Presiden RI ke-6, Ketua Umum Partai Demokrat, Susilo Bambang Yudhoyono (SBY) adalah sosok pemimpin bernalar kuat; pekerja keras; dan berhati bijak. Pemimpin yang dicari Bangsa Indonesia. (foto: twitter)

Oleh: Budi Winarno

Pemimpin yang baik itu harus kuat dalam nalar dan giat dalam bekerja. Tidak mudah menemukan orang dengan kapasitas seperti itu. Banyak sekali orang yang nalarnya hebat tetapi tidak mampu bekerja. Pun sebaliknya, begitu banyak orang yang rajin bekerja tetapi aspek nalarnya tidak memadai.

Dua kemampuan itu, idealnya tersedia dalam kognisi dan motorik seorang pemimpin. Bayangkan jika seorang pemimpin nalarnya kuat tetapi lemah dalam segi motoriknya. Dia akan lebih banyak berpikir dan berbicara. Aspek pekerjaannya justru akan menjadi titik lemah atau bahkan menghapus kemampuan nalarnya.

Sebaliknya, jika seorang pemimpin giat bekerja namun lemah nalarnya, maka dia hanya akan menjadi kuli yang baik. Bukan menjadi mandor, apalagi insinyur, yang baik. Orang tipe seperti ini, lemah framing sehingga cenderung  tidak fokus, kalau bicara tidak memberi konstruksi yang jelas pada apa yang dikerjakannya.

Pemimpin yang lemah nalarnya juga akan melakukan banyak hal untuk menutupi kelemahannya itu. Hal-hal yang dilakukan cenderung tidak substantif, hanya buang-buang waktu dan energi, meski terkadang sekilas tampak menghibur. Pemimpin seperti ini, akan berusaha mengeksplorasi apa yang dikerjakannya dan akan menutupi sedalam-dalamnya aspek nalarnya.

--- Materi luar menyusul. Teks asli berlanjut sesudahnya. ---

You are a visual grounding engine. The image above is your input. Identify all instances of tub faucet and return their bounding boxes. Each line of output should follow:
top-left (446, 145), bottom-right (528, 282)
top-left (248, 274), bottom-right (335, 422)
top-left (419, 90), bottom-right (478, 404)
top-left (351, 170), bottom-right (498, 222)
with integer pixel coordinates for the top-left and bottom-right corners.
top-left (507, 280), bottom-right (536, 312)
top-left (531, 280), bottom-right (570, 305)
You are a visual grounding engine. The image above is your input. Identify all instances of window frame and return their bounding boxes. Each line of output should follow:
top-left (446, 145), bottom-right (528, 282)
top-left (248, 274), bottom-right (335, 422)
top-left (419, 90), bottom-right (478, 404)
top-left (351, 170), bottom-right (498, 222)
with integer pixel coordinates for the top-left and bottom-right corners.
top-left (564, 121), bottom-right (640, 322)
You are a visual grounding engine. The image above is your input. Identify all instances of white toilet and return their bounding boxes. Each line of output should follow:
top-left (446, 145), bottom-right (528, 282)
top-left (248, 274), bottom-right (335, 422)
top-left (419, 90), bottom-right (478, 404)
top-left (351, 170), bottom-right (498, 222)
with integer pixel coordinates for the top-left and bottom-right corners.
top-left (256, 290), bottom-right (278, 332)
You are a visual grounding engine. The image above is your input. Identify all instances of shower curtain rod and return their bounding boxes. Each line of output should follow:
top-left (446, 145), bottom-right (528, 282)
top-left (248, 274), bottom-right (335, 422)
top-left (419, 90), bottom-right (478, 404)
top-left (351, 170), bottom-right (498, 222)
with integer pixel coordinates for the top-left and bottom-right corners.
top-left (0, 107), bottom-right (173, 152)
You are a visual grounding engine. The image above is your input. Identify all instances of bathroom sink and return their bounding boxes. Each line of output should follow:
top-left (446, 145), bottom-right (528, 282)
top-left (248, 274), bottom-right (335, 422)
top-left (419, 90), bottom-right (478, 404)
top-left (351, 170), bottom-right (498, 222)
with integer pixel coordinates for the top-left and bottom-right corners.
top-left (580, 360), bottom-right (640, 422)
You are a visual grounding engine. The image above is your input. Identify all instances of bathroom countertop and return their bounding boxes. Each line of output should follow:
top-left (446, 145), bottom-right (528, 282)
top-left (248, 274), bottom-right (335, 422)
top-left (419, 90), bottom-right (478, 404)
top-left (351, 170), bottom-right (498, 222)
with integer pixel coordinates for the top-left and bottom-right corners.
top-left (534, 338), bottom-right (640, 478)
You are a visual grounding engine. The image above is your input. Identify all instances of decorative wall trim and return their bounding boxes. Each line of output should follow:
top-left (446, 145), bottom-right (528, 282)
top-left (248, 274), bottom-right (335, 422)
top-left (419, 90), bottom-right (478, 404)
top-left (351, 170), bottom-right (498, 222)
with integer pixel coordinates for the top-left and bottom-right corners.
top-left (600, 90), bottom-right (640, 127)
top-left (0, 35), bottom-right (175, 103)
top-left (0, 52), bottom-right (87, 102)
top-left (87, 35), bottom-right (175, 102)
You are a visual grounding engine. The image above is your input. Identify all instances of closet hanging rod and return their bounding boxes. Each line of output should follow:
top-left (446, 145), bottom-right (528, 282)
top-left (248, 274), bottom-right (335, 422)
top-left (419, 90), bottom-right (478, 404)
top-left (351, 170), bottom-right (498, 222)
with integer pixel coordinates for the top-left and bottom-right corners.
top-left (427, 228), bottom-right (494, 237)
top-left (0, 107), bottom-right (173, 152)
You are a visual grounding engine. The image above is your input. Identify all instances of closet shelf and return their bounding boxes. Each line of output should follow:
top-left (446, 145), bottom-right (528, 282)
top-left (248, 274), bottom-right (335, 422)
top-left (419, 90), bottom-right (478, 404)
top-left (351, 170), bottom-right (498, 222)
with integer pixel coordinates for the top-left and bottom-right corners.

Ketika mengeksplorasi pekerjaannya  itu, dia biasanya menambah dengan sejumlah perilaku yang aksesoris. Dia akhirnya cenderung berlebihan bahkan overacting. Targetnya hanya tampil beda demi menghindar dari stereotip pemimpin-pemimpin terdahulu.

Itulah yang terlihat di zaman now. Di masa sekarang, banyak pendidik yang kesulitan memberi penjelasan kepada murid tentang cara berpakaian yang baik. Misalnya, baju seragam atasan mesti dimasukkan ke celana. Para pendidik boleh berbusa-busa memberi pengarahan, tetapi seumpama sang murid yang tidak rapi berpakaian kemudian menjawab dengan ucapan, “Lha wong  presidennya saja pakaiannya tidak dimasukkan”, maka sang guru akan salah tingkah.

Bisa jadi suatu saat akan ada anak sekolah memakai kaos oblong ketika hendak belajar. Dan ketika ditanya sang guru, dia berujar, “Presiden saja meresmikan stasiun menggunakan kaos oblong.” Tidak ada yang salah, bukan? Kita telah telanjur bersepakat bahwa presiden adalah role model kepantasan, kesantunan, dan segi lain yang baik-baik sifatnya.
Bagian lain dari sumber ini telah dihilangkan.